Filmmaker Neil Marshall talks 'Centurion'

Filmmakers fear bad weather, but helmer Neil Marshall welcomed it when he shot the aerial footage for “Centurion,” his over-the-top, blood-and-gore story of the Roman Empire’s ninth legion, which, according to legend, vanished while warring against the savage Picts in Scotland in 117 AD.

Magnolia’s Magnet arm released the film on VOD on Saturday and will open it theatrically on Aug. 27.

Scotland’s wild, spectacular landscapes play a major role in “Centurion,” and Marshall wanted to show them off with panoramic aerial photography.

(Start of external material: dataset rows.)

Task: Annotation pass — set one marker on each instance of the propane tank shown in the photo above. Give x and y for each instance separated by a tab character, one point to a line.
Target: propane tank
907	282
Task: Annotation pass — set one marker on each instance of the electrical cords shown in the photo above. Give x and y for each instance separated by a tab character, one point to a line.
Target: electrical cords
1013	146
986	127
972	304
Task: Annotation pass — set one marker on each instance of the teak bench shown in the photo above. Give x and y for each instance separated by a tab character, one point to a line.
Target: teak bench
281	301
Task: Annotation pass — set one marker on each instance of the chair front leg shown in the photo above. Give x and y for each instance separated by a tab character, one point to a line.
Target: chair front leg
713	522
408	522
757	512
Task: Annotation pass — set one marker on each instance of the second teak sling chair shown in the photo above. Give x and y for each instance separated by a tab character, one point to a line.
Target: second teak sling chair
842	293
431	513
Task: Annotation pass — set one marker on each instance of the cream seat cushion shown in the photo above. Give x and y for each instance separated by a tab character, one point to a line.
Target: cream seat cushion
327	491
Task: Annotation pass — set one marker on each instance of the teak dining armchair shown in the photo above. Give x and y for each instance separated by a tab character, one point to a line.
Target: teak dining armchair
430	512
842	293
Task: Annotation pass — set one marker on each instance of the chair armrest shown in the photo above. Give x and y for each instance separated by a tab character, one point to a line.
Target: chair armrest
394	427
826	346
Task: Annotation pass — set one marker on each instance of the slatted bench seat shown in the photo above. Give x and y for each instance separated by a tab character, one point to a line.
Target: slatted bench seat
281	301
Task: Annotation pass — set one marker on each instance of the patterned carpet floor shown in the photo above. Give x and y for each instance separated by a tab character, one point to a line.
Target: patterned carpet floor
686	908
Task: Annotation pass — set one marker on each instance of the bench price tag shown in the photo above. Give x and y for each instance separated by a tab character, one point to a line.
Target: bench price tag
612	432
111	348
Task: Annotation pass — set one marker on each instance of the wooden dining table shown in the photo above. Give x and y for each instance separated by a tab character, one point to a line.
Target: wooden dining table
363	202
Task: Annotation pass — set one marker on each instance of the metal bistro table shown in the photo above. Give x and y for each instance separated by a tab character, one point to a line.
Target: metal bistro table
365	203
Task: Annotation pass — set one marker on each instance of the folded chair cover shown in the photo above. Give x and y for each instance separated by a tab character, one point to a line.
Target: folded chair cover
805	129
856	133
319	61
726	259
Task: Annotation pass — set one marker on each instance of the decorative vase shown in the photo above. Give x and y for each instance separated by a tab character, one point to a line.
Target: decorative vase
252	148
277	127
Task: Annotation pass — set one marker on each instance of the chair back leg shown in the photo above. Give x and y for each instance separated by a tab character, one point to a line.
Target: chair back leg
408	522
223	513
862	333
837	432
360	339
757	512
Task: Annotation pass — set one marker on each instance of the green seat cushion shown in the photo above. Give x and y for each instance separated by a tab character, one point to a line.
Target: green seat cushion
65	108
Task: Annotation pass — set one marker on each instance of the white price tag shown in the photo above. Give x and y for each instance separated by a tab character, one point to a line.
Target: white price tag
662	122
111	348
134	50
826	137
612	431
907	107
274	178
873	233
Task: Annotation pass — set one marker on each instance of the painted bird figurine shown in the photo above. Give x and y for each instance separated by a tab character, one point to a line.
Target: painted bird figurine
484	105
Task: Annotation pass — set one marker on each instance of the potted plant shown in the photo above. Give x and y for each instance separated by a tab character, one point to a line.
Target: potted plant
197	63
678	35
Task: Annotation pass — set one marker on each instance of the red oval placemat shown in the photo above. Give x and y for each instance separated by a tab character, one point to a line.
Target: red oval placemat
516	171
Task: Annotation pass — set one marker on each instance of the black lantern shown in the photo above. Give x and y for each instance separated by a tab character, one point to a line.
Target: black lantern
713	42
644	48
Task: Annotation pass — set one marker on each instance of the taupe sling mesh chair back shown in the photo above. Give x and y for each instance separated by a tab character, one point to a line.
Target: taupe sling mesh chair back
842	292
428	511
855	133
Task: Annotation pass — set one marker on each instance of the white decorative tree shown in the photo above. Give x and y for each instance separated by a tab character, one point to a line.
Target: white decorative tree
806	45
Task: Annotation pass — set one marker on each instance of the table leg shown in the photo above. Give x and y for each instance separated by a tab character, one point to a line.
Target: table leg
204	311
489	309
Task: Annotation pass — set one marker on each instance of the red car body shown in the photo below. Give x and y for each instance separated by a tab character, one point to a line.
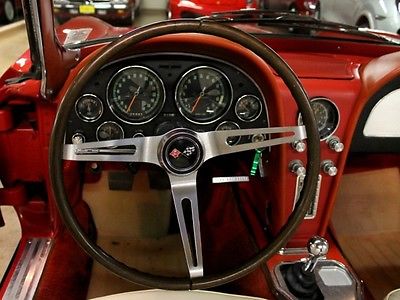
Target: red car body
353	72
198	8
9	10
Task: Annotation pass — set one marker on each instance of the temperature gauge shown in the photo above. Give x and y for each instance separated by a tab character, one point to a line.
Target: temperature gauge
228	125
248	108
89	108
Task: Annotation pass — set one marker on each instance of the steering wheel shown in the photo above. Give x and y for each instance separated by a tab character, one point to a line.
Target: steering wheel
182	170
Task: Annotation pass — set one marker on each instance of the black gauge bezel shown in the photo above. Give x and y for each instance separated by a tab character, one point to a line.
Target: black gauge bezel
109	122
332	110
216	117
117	110
81	116
237	127
256	115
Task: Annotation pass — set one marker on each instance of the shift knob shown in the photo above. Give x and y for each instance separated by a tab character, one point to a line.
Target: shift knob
317	248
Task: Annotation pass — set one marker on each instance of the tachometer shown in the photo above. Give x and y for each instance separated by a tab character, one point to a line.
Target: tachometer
203	95
136	94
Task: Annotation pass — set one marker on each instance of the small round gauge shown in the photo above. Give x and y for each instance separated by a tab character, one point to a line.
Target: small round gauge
326	115
109	131
203	95
228	125
248	108
89	108
136	94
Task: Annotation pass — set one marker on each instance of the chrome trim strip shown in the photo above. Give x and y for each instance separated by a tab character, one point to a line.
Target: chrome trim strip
293	251
213	142
312	211
229	179
28	272
185	189
38	38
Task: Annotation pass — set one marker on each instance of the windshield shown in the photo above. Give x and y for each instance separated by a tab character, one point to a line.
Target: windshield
308	18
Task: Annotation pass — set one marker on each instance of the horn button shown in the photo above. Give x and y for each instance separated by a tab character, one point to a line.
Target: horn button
182	153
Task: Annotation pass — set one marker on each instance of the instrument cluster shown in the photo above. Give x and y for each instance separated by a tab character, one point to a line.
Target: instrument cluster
150	95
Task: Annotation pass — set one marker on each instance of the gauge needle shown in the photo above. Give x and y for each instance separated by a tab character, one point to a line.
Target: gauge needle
133	99
197	101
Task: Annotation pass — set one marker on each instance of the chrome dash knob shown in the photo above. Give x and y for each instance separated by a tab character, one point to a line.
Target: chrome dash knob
297	167
299	146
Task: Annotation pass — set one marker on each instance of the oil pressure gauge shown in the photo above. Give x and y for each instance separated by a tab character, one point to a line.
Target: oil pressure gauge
326	115
109	131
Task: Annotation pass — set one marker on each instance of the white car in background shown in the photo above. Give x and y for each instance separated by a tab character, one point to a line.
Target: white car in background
374	14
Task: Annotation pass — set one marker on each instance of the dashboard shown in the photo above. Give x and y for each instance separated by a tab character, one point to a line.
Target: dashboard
152	94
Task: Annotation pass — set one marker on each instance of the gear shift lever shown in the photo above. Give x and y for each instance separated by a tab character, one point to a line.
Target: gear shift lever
317	248
300	277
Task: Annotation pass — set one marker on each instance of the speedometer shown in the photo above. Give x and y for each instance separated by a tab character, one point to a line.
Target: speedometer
203	94
136	94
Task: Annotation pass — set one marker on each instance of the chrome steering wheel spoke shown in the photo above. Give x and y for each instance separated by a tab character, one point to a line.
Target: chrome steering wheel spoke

The only concern: He shot scenes on the ground with the main actors in harsh, wintry conditions from February through April 2009, and according to the production schedule, the aerial photography was skedded for the spring.

“We were afraid it would be all glorious sunshine and grassy valleys,” d.p. Sam McCurdy said. “Fortunately we had huge snowfalls in the U.K. last year, and when we flew the helicopters it was windy and cold, with lots of snow on the ground.”

That’s the look Marshall hoped for. “I wanted to flip the Roman Empire on its head,” he said. “Instead of sandals, sunshine and dust, this story is all about snow, rain and wind at the farthest reaches of the empire. It was a dangerous place, and we wanted to show exactly what the Romans had to deal with up there.”

His films are known for brutality and violence (“Dog Soldiers,” “The Descent”), but Marshall is also the son of a history buff and grew up steeped in the lore of Northern England. Hadrian’s Wall, built by the occupying Romans to keep the Picts at bay, runs through his hometown of Newcastle.

That also happens to be where McCurdy grew up. The two men, who both now live in London, didn’t meet till they were in their 20s. They became close friends and McCurdy has shot all of Marshall’s films.

The d.p. was involved with “Centurion” from the early script stage. At first it was conceived partly as a documentary travelogue. “At one time we had no budget, no actors,” McCurdy said.

However, once Michael Fassbender — coming off his turn in “Inglourious Basterds” — became attached, a kind of domino effect took place; other actors joined and “suddenly we found that the production could bring in a lot more money than Neil and I had originally thought,” McCurdy said.

Armed with a budget of about $10 million, Marshall and McCurdy were able to shoot on 35mm film. “These days, digital would be the way to go because you can run longer and the cameras are lighter, especially for helicopter shots,” McCurdy said. “But for this project, Neil and I wanted a raw, organic kind of feel. We did tests with digital and it didn’t seem as visceral.”

Marshall is now developing a horror film with Sam Raimi, “Burst 3D,” his first 3D project. “It’s all about people exploding,” he said. “If it’s up to me, Sam (McCurdy) will be shooting it.”

The d.p. would seem to have an inside track. He shot “Streetdance 3D,” a surprise hit in the U.K.

Signings & Bookings

The Mirisch Agency has signed costume designer Marilyn Vance (“My Best Friend’s Girl”), d.p. Laurent Bares (“Hitman”) and editor Barrie Wise (“CSI”). Agency has booked producers Joe Caracciolo Jr. on David Dobkin’s “The Change-Up” and Douglas Curtis on David Ellis’ “Shark Night 3D”; production designers Stephen Hendrickson on CBS’ “The Good Wife,” John Kasarda on Fox’s “Running Wilde,” Patrizia von Brandenstein on Geoffrey Fletcher’s “Violet and Daisy,” Stuart Wurtzel on Mark Waters’ “Mr. Popper’s Penguins” and Cary White on ABC’s “My Generation”; and vfx producer Karen Murphy on Juan Solanas’ “Upside Down.”

Mirisch has booked editors Debbie Berman on Don Handfield’s “Touchback,” Anita Brandt Burgoyne on Savage Steve Holland’s “The Fairly Odd Parents,” Lisa Bromwell on CBS’ “Criminal Minds” spinoff series, Conrad Buff and Mark Goldblatt on Rupert Wyatt’s “Rise of the Apes,” Tod Feuerman on Lifetime miniseries “Marry Me,” James Herbert on Guy Ritchie’s “Sherlock Holmes 2,” Kathryn Himoff on NBC’s “Outsourced,” Michael Jablow on Melanie Mayron’s “Meaner Girls,” Martin Nicholson on NBC’s “Outlaw,” Geoffrey Rowland on Jeff Bleckner’s “Let Them Shine,” Eric Sears on Steven Quale’s “Final Destination 5″ and Barrie Wise on CBS’ “CSI.”

Montana Artists has booked UPM Steve Wakefield on A&E’s “Breakout Kings,” costume designers Kelli Jones on TNT’s “Franklin & Bash” and Antoinette Messam on Syfy’s “Three Inches” and first AD Nilo Otero on Joel Schumacher’s “Trespass.”

Sheldon Prosnit commercial d.p. bookings: Shawn Kim on Bud Light, Matthias Koenigswieser on Nike, Marco Mazzei on Pantene, Christopher Probst on Lincoln and Stoeps Langensteiner on Jimmy Dean.